Yep. Got 2 currently. Use them to catch rainwater. I'll look up a site and post it for a valve that allows the 1st few gallons of water coming off the roof to be diverted, so bird poo and leaves and such can be bypassed out of your tanks. I'm thinking I need a lightweight tank to get up on poles set in ground with a platform to have a raised tank.

Sounds like you have a system worked out. I like the Sauna idea.

Down the road for now. But on the drawing board. :scratch

Jimmy


----------



## alanthao

$ 432 well pump solution:

1. $240 well pump: solar well pump | eBay

2. $52 desulfator. These unit will bring a dead acid battery back to life. Just get a bunch of dead car batteries and desulfate them back to life. Use these to run your pump when the sun is down.

3. $140 for 110 solar cell at 1.8watt each. This is more than enough needed to run your pump. Google how to build solar cell if you don't know how. I used old double pane windows, 36" x 26" $5 each, to put my solar cell inside. I used a razor utility blade to cut the glue to remove one glass side, put the solar cell inside and then silicone the glass back on. Google how to build solar cell to understand the concept.

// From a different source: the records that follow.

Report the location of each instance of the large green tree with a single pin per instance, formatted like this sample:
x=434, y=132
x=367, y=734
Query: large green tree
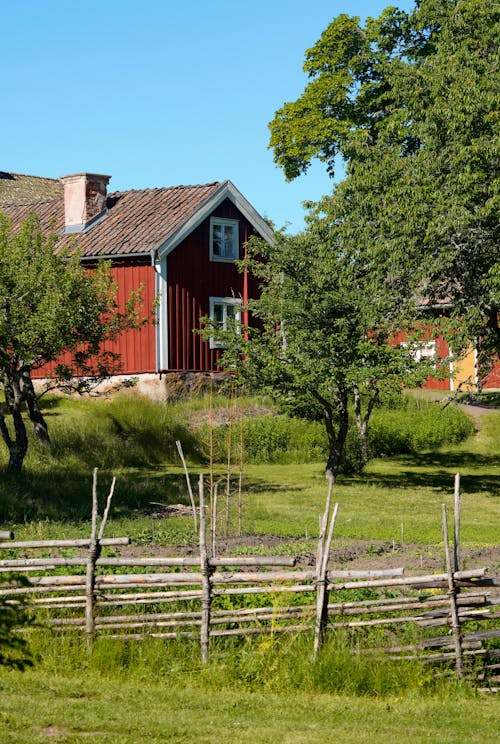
x=49, y=304
x=323, y=332
x=409, y=101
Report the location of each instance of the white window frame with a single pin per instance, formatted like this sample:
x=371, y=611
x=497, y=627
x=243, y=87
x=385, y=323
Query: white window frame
x=222, y=222
x=225, y=302
x=420, y=351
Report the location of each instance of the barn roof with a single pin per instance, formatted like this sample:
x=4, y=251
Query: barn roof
x=16, y=188
x=139, y=222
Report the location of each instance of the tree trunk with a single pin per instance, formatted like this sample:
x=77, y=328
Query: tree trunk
x=362, y=422
x=19, y=445
x=34, y=412
x=337, y=435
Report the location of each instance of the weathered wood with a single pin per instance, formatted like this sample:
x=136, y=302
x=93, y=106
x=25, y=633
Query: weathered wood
x=205, y=578
x=456, y=528
x=455, y=622
x=106, y=510
x=321, y=579
x=77, y=543
x=90, y=573
x=188, y=483
x=49, y=563
x=213, y=520
x=429, y=580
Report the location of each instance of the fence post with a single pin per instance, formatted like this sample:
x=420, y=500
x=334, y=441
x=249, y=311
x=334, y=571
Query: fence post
x=91, y=562
x=456, y=530
x=324, y=543
x=205, y=578
x=452, y=593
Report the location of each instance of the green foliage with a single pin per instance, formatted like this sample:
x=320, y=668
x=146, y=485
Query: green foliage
x=50, y=304
x=410, y=103
x=417, y=427
x=404, y=426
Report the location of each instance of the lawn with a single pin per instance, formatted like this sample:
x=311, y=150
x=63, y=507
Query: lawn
x=128, y=696
x=75, y=708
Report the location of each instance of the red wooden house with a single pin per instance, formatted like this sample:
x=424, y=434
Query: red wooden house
x=179, y=243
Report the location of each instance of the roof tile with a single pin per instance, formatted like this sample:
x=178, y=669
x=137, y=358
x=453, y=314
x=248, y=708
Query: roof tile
x=137, y=222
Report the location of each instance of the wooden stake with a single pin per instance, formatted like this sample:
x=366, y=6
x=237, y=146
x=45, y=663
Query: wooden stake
x=452, y=593
x=321, y=571
x=240, y=478
x=456, y=530
x=188, y=483
x=91, y=561
x=106, y=511
x=214, y=521
x=205, y=578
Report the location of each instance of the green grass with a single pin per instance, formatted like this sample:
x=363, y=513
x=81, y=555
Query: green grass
x=261, y=691
x=52, y=496
x=90, y=706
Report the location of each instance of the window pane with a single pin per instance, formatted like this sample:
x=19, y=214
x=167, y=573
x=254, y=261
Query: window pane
x=217, y=240
x=218, y=314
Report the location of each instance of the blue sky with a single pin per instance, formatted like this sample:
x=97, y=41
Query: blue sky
x=161, y=93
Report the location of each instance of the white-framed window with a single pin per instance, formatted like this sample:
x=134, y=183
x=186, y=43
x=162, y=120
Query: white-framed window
x=224, y=239
x=422, y=352
x=223, y=312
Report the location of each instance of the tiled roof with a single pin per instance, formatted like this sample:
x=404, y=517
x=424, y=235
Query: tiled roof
x=136, y=222
x=16, y=188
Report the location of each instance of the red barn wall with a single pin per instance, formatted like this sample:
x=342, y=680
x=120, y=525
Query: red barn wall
x=136, y=347
x=192, y=279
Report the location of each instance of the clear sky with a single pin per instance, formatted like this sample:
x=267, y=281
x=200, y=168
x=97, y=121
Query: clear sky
x=161, y=92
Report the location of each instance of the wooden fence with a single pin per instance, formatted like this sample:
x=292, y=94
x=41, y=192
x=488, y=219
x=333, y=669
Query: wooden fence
x=187, y=597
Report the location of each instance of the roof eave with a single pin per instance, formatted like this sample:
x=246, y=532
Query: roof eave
x=227, y=190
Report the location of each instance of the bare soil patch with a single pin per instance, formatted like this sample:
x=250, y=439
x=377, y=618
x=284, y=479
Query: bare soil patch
x=345, y=554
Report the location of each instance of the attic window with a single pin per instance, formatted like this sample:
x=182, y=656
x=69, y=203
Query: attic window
x=224, y=239
x=224, y=313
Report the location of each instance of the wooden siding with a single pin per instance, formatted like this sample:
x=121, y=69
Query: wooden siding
x=136, y=347
x=191, y=280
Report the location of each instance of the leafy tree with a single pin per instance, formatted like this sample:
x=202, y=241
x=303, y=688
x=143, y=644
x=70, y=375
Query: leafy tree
x=49, y=304
x=325, y=323
x=410, y=102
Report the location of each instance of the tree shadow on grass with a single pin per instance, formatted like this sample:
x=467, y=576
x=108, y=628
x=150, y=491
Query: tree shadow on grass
x=439, y=480
x=432, y=470
x=67, y=496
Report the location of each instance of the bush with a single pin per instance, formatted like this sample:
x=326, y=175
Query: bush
x=416, y=426
x=404, y=426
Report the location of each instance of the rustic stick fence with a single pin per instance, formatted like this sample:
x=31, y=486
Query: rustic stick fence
x=179, y=597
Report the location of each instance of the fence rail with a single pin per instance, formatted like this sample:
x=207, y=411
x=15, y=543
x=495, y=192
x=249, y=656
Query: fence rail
x=180, y=597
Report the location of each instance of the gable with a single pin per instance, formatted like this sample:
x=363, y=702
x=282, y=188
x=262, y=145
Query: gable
x=142, y=222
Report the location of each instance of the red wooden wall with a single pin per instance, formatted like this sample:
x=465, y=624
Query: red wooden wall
x=192, y=279
x=136, y=347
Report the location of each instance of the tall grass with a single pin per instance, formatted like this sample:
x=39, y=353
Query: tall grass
x=274, y=663
x=407, y=425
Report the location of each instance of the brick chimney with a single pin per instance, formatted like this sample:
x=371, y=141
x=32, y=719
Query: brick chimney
x=84, y=199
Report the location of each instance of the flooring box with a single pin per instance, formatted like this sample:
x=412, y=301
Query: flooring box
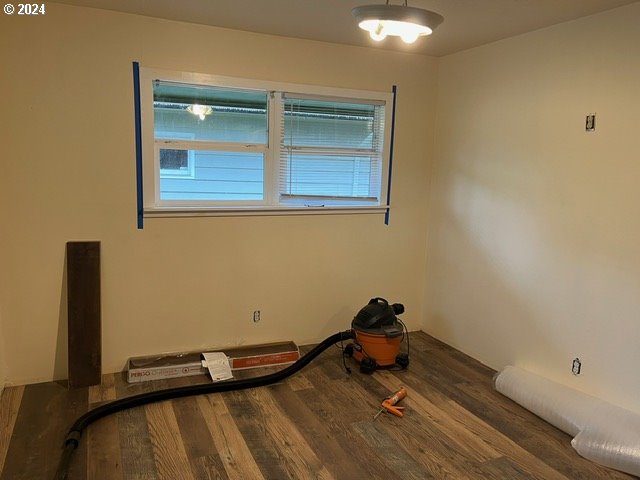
x=172, y=365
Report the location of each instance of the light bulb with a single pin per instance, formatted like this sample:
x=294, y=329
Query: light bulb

4. I use pvc pipe, I think you can get them for $1.40 per 10 ft.

5. An idea for pressured water, put the water container like 10 ft high.


----------



## Meerkat

The devils are talking about putting meters on our wells to make sure we don't use too much water.

So I'm not looking for a solar well pump anymore.Be sure you check into the battle to privirize water before you spend a lot of money.


----------